We rerun this piece which originally appeared on WRC’s blog in June 2011 by a member, and has since featured in the book Lines of Work (Black Cat Press, 2013).
“I don’t think I’m cut out to be an employee.”
It was a bitter joke. My friend had just finished venting about one of her two jobs. She was typing to me just after getting bossed around on the smallest details of her job at a small nonprofit. After that, she had an evening as a temp to look forward to, grading middle-school standardized tests. She had said that working so much was starting to mess with her head. She hadn’t played music in too long. Too much of her life went to satisfying somebody else.
I had to laugh at the idea there was something wrong with her. I typed back, “Yeah, me neither.” I work at a low-level healthcare job. In some ways it’s worse than my friend’s jobs, and in some ways it’s better. She sits at a desk. I scrub disgusting things off the floor. Her jobs require a degree. I dropped out of college. She gets paid more. I haven’t always been paid on time. On the other hand, I get to see positive results of the work I do. The work itself is more rewarding. That counts for a lot more than you might think.
But the work and the job are two different things. The other day I had to stay late after an overnight shift, correcting paperwork. I spent more than two hours signing and dating every little error. Every time I wrote in the wrong pen color. Every time I crossed out a word with an “X” instead of a single horizontal line. I felt like one of those middle school students, jumping through a hoop for a stranger very far away. Then I went home, took a short nap, and went right back to work that afternoon.
You might say that we’re wrong to object to boring or demeaning jobs. That these are just “first world problems.” In a way you’d be right. I have enough food to eat, and a place to live. I’m better off than workers in most of the world. Hell, I’m better off than a lot of people in Iowa City. Why complain about working too much, if we’re lucky to have work at all?

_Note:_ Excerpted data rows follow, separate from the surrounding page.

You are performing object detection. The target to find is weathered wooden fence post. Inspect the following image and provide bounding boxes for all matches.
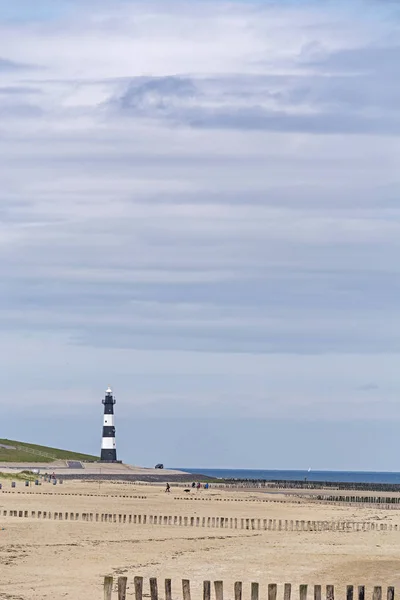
[234,581,242,600]
[150,577,158,600]
[118,577,128,600]
[165,579,172,600]
[346,585,354,600]
[214,581,224,600]
[283,583,292,600]
[133,577,143,600]
[104,577,113,600]
[203,581,211,600]
[182,579,190,600]
[251,581,260,600]
[268,583,278,600]
[387,586,394,600]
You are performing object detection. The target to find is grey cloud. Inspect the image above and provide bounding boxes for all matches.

But I think that’s the wrong question to ask. It’s right to be angry about inequalities between workers. While I was dealing with red tape, a lot of people in Iowa were beingdenied basic rights like bathroom breaks. Still, I don’t think setting larger and smaller injustices against each other is the right way forward. Some better questions to ask are: How did things get this way? And what can we do about it?
Our jobs didn’t end up like this by accident. The more simple and repetitive a grader’s job gets, the more money an “education” company saves on training and wages. Then there’s that much more money left over for the owners. The less nursing education a healthcare job needs, the less the “nonprofit” needs to spend on training and wages. Then they have that much more money to spend on the director’s company car. Children should be taught, and people with medical needs should be taken care of. But those real needs aren’t what make our jobs boring, isolating, or pointless.
Our work is like this because it’s good for business. We didn’t end up with a school system where the students don’t even meet the graders because it was good for them. We didn’t end up with a healthcare system where so much money and time is put into paperwork because it’s good for the people getting care. It just keeps the funding coming. No matter who you work for, or what work you do, it’s going to be set up based on what’s good for business, on what keeps the money flowing around. Not based on what’s good for people.
So I don’t think we should put these different injustices against each other. The boredom that a worker entering data faces and the abuse that a worker processing turkeys faces both come from the same place. We all should face the injustices in our own lives. By learning to fight for ourselves, we’ll be getting ready to fight alongside others.
When we get bossed around, we’re right to be angry. When we’re made to do the same boring task over and over again, we’re right to be unsatisfied. Our lives don’t have to be like this.
Nobody is cut out to be an employee.